Of Birthdays and Surprises
“Don’t think too much about your sister’s death,” my wife whispered before the start of Sunday service. “It’s your birthday today.”
I was actually thinking of Far Rockaway where we were heading to after service. I was anxious. The family was going to surprise me with a birthday party, and I didn’t like the idea.
Surprises make our lives interesting, of course, and life is full of them. Some are pleasant, others are not. But I’ve had my share of unpleasant surprises in life to the effect that I haven’t been too keen on having them anymore. I wanted my universe to be deterministic.
That is why a few days before my birthday, when my niece invited me to a buffet at DJ Restaurant in Garden City, Long Island, I “hit the roof.”
It started when I overheard her tell the waiter that it was my birthday.
“It’s not my birthday yet!” I rebuked my niece. “I don’t like surprises.”
I was not always like this. When I was in third grade back in NPS I envied my friends who celebrated their birthdays at home.
I had always importuned my mother for a “surprise” birthday party. I remember working extra hours helping her in the house to deserve one. When the day came, it was a pleasant surprise. We had heapings of spaghetti, fried chicken, cheese pimiento and liver spread sandwiches, baduya, leche flan, and cookies. My neighbors Boy, Oro, Beda, and Poe were there. It was a grand party which lasted through the early evening, and included the usual games of baradilan, darakopan, and taragoan. I liked my surprises to be like that.
But as the saying goes, just when you thought you knew all of life’s answers, life suddenly changed all the questions.
Back to our buffet: When our seats were ready, the waiter escorted us to our table. To my vexation, balloons with printed “Happy Birthday!” on them were attached to the chairs and place mats. I did not hide my annoyance. I exuded it in every word and gesture, and I made sure all my lunch companions got the message.
As a result, the room was bland, the jokes were bland, the food was bland, the weather outside was bland. Nobody was smiling.
Except Noah, my seven month old grand nephew, who kept smiling, despite the gloomy weather.
And then he stretched out both hands to let me carry him. I did.
Something strange happened. Gradually, all the blandness disappeared. And I was sure this was not because my niece surprised me by footing the bill. There is something in a little child that brings out the magic in you. Suddenly the balloons were beautiful, the jokes were funny, the food was delicious, and the sun was shinning bright.

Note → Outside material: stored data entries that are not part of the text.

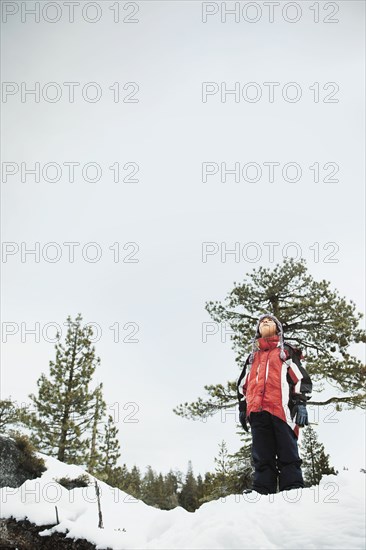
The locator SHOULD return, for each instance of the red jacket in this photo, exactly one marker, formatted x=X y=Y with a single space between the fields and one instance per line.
x=273 y=385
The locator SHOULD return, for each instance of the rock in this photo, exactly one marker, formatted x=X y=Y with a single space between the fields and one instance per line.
x=24 y=535
x=12 y=474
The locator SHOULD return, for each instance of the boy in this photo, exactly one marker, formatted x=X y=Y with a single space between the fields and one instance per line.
x=273 y=389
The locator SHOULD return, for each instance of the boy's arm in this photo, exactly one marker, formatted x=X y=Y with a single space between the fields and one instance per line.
x=301 y=381
x=242 y=383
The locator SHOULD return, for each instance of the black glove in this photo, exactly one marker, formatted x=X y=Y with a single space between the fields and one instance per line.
x=300 y=413
x=243 y=415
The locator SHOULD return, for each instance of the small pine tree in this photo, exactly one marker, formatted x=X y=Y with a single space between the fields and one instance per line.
x=8 y=413
x=109 y=450
x=64 y=404
x=170 y=491
x=134 y=482
x=241 y=465
x=187 y=498
x=315 y=461
x=95 y=456
x=222 y=471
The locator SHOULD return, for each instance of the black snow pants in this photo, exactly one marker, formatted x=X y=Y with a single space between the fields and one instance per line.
x=275 y=454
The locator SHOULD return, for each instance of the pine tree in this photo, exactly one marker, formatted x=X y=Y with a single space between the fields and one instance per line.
x=241 y=467
x=314 y=318
x=109 y=450
x=134 y=482
x=222 y=471
x=148 y=487
x=64 y=405
x=8 y=413
x=170 y=491
x=188 y=496
x=95 y=456
x=315 y=461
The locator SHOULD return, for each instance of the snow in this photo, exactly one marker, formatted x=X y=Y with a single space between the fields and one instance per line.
x=331 y=515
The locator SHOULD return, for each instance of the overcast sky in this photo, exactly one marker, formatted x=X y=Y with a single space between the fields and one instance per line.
x=296 y=101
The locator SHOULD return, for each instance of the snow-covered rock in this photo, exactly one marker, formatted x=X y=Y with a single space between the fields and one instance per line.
x=331 y=515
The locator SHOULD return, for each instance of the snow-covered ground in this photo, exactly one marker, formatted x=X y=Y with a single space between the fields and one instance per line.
x=331 y=515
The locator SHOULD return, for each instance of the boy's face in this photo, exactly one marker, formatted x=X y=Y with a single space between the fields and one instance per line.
x=267 y=327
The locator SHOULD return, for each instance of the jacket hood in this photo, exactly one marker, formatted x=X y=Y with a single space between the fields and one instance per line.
x=258 y=335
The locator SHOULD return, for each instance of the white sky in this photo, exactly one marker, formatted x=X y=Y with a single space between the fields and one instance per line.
x=170 y=212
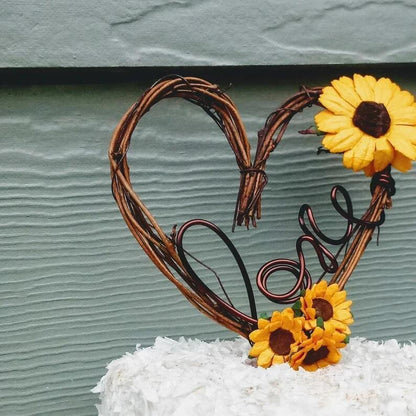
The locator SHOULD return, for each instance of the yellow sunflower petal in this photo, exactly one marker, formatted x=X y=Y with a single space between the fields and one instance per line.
x=331 y=123
x=333 y=102
x=369 y=170
x=383 y=155
x=384 y=90
x=345 y=88
x=258 y=348
x=342 y=141
x=363 y=152
x=262 y=323
x=364 y=87
x=259 y=335
x=265 y=358
x=310 y=312
x=401 y=162
x=278 y=359
x=348 y=159
x=405 y=147
x=339 y=297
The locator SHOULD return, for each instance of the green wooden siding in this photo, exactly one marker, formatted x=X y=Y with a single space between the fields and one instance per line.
x=76 y=290
x=144 y=33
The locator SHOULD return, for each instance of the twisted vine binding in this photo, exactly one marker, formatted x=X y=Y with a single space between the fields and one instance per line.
x=167 y=251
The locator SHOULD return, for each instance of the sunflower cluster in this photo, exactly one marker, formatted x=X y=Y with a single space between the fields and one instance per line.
x=309 y=334
x=371 y=121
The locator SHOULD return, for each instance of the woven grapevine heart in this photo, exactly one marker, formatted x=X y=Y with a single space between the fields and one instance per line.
x=166 y=250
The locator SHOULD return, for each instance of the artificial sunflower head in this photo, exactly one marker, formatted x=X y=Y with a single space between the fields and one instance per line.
x=329 y=304
x=275 y=338
x=319 y=350
x=373 y=122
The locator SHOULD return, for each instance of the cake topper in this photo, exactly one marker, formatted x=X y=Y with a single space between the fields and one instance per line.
x=372 y=122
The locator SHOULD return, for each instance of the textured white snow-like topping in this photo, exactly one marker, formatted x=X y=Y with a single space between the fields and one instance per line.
x=192 y=377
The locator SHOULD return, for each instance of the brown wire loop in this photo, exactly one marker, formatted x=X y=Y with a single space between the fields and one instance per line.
x=166 y=251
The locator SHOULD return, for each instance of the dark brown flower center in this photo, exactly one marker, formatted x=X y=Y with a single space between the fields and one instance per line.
x=280 y=341
x=372 y=118
x=323 y=309
x=313 y=356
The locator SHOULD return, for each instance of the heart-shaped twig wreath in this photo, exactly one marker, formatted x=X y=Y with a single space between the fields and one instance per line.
x=355 y=122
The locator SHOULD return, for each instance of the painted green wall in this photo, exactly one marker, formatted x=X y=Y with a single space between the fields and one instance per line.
x=76 y=290
x=81 y=33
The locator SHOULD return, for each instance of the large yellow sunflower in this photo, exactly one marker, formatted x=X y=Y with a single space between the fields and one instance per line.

On our way home I felt guilty for raining on my own parade.
I had a change of heart. And all because of a little child.
On the day of my birthday, the surprise greetings from my friends overwhelmed me. I was too absorbed in the unpleasant surprises to appreciate the blessings right under our very noses.
Today I am simply amazed by the many surprises lurking everywhere. I am surprised by a beautiful sunset, a smiling face in the crowd, the goodness of others, the face of a little child.
I am surprised that the love between wife and husband would not wear off. There will be good days and there will be bad days, but the surprise of my life was that the good days would eventually outweigh the bad. And if worse came to worst, Love would see you through, as the balladeer Marco Sison puts it.
Surprise is the key element to a good story, and when it came to our life story and the story of our Faith, the greatest surprise is that sin is forgiven.
As I write this, we have just come from my niece’s house in Far Rockaway Beach, where I celebrated my birthday. Noah asked to be carried again.
In my threescore years and ten, I think I’ll go by the words of the author Frederick Langbridge: “Two men look out the same prison bars; one sees mud and the other stars.”